Well Apple please don't do that stupid fake "flash mob"  featured on YouTube because if you noticed in frame 2:15 mark you will noticed the store being shoplifted.  It is being laughed at by most Mac users and others who see right through this attempt to try to be hip. I sure Apple you don't even think about doing something like this because it feels very lame!


----------



## ora (Nov 19, 2009)

Brilliant bit of unsubtle shoplifting!


----------



## bbloke (Nov 21, 2009)

Microsoft: We just don't get it&#8482;

As for the shoplifting, that would not be the smartest thing to do when the routine was being filmed!  Looking at it again, is it clear the girl picked up something valuable before shoving it in her handbag, or could she have just been carrying a flyer or magazine and then put it away (it looks like they enter at 1:55-ish)?

It's also funny how relatively few people are really paying attention during the dancing...


----------



## ElDiabloConCaca (Nov 21, 2009)

It looks like some kind of pamphlet or brochure, like bbloke said.

I'm trying to think what Windows product is shaped like a magazine, obviously made solely of paper, is floppy, and that's worth anything.  Software would be in a box and would be rigid.  Hardware would, too.

I think she was just carrying around a brochure or pamphlet, decided to get in on the dancing, and needed to free up a hand for that silly clapping.  So she shoved said brochure in her purse.

I didn't see any shoplifting.


----------



## Satcomer (Nov 23, 2009)

Well if you watch it in slow motion she comes in and starts dancing with them. Then she dances over to the stand and when every employees turns around she picks of something that looks like what is in the stand and stuffs it in her purse.  It looks very suspicious to me.


----------



## ElDiabloConCaca (Nov 23, 2009)

Whatever it is, it couldn't be worth much -- it's definitely a pamphlet (or something made of paper -- it "flops" around in the movie), and I've never heard of those selling for much.

I'm under the impression that it was a sales slip or tech sheet, freely available for some product in the store.


----------



## lbj (Nov 23, 2009)

But enough with the potential shoplifting...

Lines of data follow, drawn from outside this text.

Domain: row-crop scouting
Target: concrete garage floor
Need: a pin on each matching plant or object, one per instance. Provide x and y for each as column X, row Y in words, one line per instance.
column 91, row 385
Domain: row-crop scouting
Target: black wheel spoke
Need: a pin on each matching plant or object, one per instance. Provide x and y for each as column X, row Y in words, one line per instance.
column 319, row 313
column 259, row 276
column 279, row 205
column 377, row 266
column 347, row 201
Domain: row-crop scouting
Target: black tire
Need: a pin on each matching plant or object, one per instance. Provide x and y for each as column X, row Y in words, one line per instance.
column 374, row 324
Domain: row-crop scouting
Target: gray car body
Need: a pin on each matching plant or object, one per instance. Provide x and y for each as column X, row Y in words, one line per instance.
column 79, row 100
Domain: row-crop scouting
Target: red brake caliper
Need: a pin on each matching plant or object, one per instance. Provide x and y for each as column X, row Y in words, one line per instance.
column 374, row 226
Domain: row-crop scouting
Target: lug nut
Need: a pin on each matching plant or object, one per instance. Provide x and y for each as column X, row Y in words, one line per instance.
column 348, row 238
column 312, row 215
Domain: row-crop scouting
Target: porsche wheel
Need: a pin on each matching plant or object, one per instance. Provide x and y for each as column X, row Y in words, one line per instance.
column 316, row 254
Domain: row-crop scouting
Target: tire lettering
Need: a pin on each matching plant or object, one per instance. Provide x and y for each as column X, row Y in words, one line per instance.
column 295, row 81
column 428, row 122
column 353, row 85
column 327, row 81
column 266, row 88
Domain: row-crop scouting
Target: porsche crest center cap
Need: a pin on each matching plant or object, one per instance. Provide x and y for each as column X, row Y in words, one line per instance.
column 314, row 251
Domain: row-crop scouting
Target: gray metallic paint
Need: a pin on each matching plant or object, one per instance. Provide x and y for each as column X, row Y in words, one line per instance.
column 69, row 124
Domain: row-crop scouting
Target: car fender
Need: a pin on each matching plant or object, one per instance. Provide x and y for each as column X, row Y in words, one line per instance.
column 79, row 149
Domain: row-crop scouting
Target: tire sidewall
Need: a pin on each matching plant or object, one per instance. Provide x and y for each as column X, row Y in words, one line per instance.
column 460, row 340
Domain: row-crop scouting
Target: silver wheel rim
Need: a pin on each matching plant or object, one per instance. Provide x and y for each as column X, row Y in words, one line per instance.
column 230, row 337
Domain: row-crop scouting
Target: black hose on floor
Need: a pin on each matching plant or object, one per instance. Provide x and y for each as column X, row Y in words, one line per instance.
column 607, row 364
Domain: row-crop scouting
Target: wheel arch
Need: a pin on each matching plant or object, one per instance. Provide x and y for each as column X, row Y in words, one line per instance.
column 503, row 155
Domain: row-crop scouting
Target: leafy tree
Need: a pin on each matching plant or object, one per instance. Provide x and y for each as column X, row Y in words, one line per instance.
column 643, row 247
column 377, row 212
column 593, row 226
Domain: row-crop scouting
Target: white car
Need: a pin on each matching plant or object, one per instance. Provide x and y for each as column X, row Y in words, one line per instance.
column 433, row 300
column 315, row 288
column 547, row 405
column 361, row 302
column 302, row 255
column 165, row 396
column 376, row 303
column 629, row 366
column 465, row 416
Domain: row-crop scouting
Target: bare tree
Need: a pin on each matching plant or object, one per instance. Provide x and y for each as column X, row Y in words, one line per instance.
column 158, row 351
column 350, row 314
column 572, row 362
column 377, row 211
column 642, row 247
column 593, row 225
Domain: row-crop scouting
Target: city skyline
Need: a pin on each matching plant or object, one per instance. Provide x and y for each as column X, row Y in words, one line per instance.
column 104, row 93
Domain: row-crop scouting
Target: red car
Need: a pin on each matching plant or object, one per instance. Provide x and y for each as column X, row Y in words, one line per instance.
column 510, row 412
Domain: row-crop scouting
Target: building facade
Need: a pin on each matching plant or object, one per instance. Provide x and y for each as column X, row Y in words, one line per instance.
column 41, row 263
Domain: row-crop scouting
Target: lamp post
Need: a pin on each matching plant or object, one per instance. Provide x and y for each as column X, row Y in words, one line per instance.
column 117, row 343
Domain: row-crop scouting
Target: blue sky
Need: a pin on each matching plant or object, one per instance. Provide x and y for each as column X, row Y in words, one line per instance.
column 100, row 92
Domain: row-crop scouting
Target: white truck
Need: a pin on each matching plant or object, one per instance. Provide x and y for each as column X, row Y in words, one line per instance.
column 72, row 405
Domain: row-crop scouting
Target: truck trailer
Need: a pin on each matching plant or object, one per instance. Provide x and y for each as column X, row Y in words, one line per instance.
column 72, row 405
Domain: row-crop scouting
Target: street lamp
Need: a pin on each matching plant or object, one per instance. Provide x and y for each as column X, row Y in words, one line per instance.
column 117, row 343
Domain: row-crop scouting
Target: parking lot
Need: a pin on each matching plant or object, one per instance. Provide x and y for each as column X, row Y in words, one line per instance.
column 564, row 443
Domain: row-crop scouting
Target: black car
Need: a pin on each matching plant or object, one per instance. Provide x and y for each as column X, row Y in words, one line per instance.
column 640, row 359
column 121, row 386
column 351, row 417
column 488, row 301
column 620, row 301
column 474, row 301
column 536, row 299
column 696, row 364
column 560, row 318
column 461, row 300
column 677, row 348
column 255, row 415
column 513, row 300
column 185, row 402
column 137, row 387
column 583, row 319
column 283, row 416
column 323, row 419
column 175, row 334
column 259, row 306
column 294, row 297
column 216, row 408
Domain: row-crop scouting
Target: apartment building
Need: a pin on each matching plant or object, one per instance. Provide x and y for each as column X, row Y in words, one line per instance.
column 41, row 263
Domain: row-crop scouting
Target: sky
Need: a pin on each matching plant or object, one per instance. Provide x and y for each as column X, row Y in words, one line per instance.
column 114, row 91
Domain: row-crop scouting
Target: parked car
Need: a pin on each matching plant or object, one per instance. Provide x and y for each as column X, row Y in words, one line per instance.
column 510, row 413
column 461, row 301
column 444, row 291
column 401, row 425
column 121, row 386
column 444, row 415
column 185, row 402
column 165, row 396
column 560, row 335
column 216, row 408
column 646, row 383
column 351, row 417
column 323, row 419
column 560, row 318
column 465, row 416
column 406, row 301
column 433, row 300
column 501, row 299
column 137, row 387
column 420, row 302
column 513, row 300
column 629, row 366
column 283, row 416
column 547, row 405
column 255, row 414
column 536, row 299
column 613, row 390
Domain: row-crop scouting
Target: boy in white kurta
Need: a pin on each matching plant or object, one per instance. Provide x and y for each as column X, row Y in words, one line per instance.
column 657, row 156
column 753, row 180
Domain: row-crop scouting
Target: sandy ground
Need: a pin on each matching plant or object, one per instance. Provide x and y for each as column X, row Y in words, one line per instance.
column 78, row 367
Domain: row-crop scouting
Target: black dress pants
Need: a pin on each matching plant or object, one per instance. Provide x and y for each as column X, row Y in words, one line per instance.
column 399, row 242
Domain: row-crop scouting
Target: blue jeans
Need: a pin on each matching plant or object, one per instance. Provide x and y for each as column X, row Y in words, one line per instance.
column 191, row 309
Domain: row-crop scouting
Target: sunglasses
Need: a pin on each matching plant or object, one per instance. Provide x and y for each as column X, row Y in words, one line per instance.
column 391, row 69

That is singly the lamest attempt I have EVER seen by any company to promote itself.  I don't know which is worse: that employees were most likely coerced to participate, that some of the employees actually enjoyed themselves, that "innocent" consumers were caught in the crossfire, that the whole GD thing went on as long as it did!

Lame.LAME.


----------



## Satcomer (Nov 24, 2009)

One other thing is do you notice how empty the store is? I can't remember the time I could go into an Apple Store without moving one meter without bumping into someone. The place seems always crowded!


----------



## Tommo (Nov 25, 2009)

I agree Satcomer, the trouble is in my local store most people are not buying anything, they're just getting their regular Facebook and Twitter fix as they seem to be unable to make it through a short shopping trip without it.


----------